Shanghai Spring offering a world of music
A best-selling dance adaptation of a classic Chinese spy movie, boys’ and girls’ choirs from Europe and a percussion show about Chinese legendary female general Mulan are among the highlights of this year’s Shanghai Spring International Music Festival. They’ll join a packed program that will also feature jazz, symphonies, musicals, Chinese opera and more.
“It’s very important for us to curate a show that will highlight the legacy of our music traditions, the latest best international voices, as well as stage new work and talent from the city,” according to You Cun, deputy director of the organizing committee, who said that 30 to 40 percent of the stage for new work and talent is a festival tradition.
Shanghai Spring, which started in 1959, has been seeking more variety and cross-genre and cross-cultural collaborations, as well as reinterpretations of the classics. Thirty-seven shows, including concerts, dances, musicals and children’s shows, are to be presented between April 8 and 28 at various venues across the city. They will be accompanied by other events including a musical forum, an art open week at five local universities and a number of smaller themed festivals.
Two European choirs will be in town — and Lumina Coeli Girls’ Choir from France carries on a training tradition that dates back to the seventh century church choirs.
A local highlight in Innsbruck, the boys’ choir was founded as “Singing Boys of Wilten” and re-established in 1946 after the disruption of World War II. The youngest of the 190 members are just 6 years old.
With more than 25 studio and live recordings and major tours since the 1980s, the choir has a repertoire that includes early church music from the Renaissance to Romanticism eras, yodels and folk songs from the Alpine region, and opera and choral symphonies.
Lumina Coeli, the Autun Cathedral girls’ choir, trains members as early as the age of 3, carrying on a musical legacy and traditions from centuries past. During their tour in China, the choir will bring both classics from the 17th and 19th centuries, as well as ancient folk songs from France, Spain, Germany and Norway.
A young man set up a secret station sending telegraph messages containing key intelligence during the Japanese invasion in 1930s Shanghai. His “comrade” wife, who covered for him, was arrested but escaped with him. They fell in love and married in real life. They would continue sending messages for 12 years, until the husband was killed just before Shanghai was liberated in 1949.
The true story of Li Bai and his wife was made into “The Unfailing Radio Wave” in 1958. The movie, as well as countless adaptations on TV and movie screens, has acquainted generations of Chinese audiences with the story.
Shanghai Dance Theater, which has been exploring and experimenting new possibilities in recent years, reinterpreted the story as a thrilling dance drama featuring the theater’s lead dancers. The work received critical acclaim and was a hit with audiences when it premiered in December and will be a highlight of the Shanghai Spring festival.

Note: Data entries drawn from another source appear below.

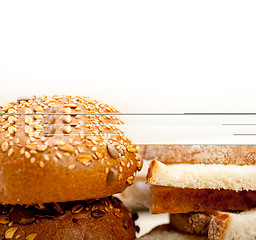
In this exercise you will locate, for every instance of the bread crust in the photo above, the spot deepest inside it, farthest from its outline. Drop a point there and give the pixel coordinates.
(58, 158)
(183, 200)
(103, 219)
(196, 154)
(164, 232)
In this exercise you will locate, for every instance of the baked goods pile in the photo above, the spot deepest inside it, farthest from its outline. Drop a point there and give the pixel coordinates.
(208, 191)
(63, 157)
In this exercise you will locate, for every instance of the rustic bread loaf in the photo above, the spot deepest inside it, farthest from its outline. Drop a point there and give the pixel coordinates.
(62, 148)
(100, 219)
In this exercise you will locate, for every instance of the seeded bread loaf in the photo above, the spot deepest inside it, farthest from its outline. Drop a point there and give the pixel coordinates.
(197, 154)
(62, 148)
(96, 219)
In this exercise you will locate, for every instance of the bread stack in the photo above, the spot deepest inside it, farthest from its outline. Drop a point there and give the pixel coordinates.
(209, 192)
(61, 160)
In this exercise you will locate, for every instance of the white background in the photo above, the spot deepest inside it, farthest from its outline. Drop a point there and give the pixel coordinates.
(171, 56)
(140, 56)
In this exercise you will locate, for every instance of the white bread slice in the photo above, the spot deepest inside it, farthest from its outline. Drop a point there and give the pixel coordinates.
(163, 232)
(137, 195)
(203, 176)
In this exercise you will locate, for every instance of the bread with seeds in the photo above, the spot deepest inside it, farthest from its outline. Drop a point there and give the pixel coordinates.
(101, 219)
(62, 148)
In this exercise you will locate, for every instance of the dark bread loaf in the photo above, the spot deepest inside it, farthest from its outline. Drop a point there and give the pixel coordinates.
(101, 219)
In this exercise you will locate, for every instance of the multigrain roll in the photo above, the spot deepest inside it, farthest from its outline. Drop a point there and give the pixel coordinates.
(101, 219)
(59, 149)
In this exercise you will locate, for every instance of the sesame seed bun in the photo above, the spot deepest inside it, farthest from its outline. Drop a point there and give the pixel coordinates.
(97, 219)
(54, 154)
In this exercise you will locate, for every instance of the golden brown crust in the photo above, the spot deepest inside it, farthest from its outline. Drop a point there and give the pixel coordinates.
(184, 200)
(58, 158)
(218, 224)
(208, 224)
(103, 219)
(191, 223)
(196, 154)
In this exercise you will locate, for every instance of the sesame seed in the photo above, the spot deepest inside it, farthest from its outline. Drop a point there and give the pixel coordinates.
(27, 154)
(67, 148)
(68, 110)
(41, 148)
(4, 219)
(28, 129)
(31, 147)
(4, 146)
(28, 120)
(22, 150)
(10, 152)
(38, 126)
(38, 117)
(11, 119)
(131, 149)
(59, 142)
(81, 149)
(41, 164)
(67, 119)
(11, 129)
(38, 109)
(72, 166)
(66, 154)
(99, 155)
(55, 160)
(58, 155)
(67, 129)
(46, 157)
(84, 159)
(31, 236)
(10, 233)
(28, 110)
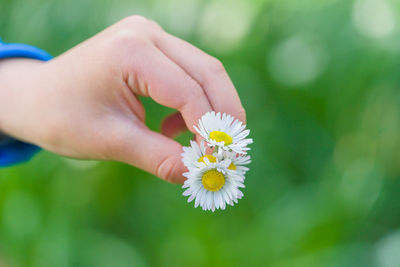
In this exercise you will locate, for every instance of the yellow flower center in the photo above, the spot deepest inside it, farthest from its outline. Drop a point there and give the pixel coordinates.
(211, 158)
(221, 136)
(232, 166)
(213, 180)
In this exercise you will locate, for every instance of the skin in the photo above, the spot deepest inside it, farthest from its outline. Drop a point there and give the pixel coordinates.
(84, 103)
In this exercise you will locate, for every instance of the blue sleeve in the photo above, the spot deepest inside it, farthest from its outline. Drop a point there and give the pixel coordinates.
(13, 151)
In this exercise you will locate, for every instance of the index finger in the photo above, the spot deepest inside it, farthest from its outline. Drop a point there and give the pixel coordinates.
(207, 71)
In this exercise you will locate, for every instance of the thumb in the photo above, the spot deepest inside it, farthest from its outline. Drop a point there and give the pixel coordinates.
(173, 125)
(154, 153)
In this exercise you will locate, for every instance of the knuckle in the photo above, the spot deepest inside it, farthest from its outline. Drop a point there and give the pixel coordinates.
(128, 37)
(194, 93)
(140, 22)
(216, 66)
(165, 168)
(135, 19)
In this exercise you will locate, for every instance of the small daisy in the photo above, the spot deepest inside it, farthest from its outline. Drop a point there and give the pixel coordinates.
(222, 131)
(194, 154)
(213, 185)
(237, 161)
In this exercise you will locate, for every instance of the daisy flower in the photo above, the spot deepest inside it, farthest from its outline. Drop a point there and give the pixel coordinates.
(224, 132)
(212, 185)
(238, 161)
(194, 154)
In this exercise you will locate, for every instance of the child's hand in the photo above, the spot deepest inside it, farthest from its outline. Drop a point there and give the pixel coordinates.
(84, 103)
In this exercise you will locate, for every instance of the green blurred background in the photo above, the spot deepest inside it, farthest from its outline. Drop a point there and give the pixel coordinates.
(320, 83)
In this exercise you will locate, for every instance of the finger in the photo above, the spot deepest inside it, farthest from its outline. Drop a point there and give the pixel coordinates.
(157, 76)
(173, 125)
(150, 151)
(207, 71)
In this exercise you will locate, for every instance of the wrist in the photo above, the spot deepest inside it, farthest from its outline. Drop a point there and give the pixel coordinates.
(18, 94)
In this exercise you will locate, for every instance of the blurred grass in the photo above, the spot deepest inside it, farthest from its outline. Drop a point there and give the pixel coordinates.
(320, 83)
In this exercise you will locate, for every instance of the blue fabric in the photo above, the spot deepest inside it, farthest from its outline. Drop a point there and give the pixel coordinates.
(14, 151)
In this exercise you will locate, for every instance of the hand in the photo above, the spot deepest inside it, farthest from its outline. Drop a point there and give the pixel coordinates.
(84, 103)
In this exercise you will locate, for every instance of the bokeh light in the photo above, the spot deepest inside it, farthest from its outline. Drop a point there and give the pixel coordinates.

The dance drama picks the most dramatic and visually-spooky sections and characters from the original movie and choreographs the thrills in delicately detailed sets featuring 1930s shikumen, qipao tailors, lanes, and other distinct features of the city.
The directors, both in their 30s, also manage to bring contemporary aesthetics and relevance to the story, rediscovering weak moments, struggles and authentic emotional connections while retaining the heroic highlights from the original story.
Another Chinese reinterpretation of the classics comes from the Ju Percussion Group, founded by percussionist TzongChing Ju in 1986. Members of the ensemble play a wide range of percussion instruments from jazz drums to Chinese gongs.
The group will present “Mulan,” one of its recent successful experiments that combines beats with Chinese opera to tell the story of the legendary female general Hua Mulan, who disguised herself as a male soldier to take her father’s place and quickly rose to lead the entire army.
Chinese bass drums, bowls, pots, marimba and many other typical and more innovative percussion instruments are used throughout the show to highlight the emotional turning points of the legendary heroine.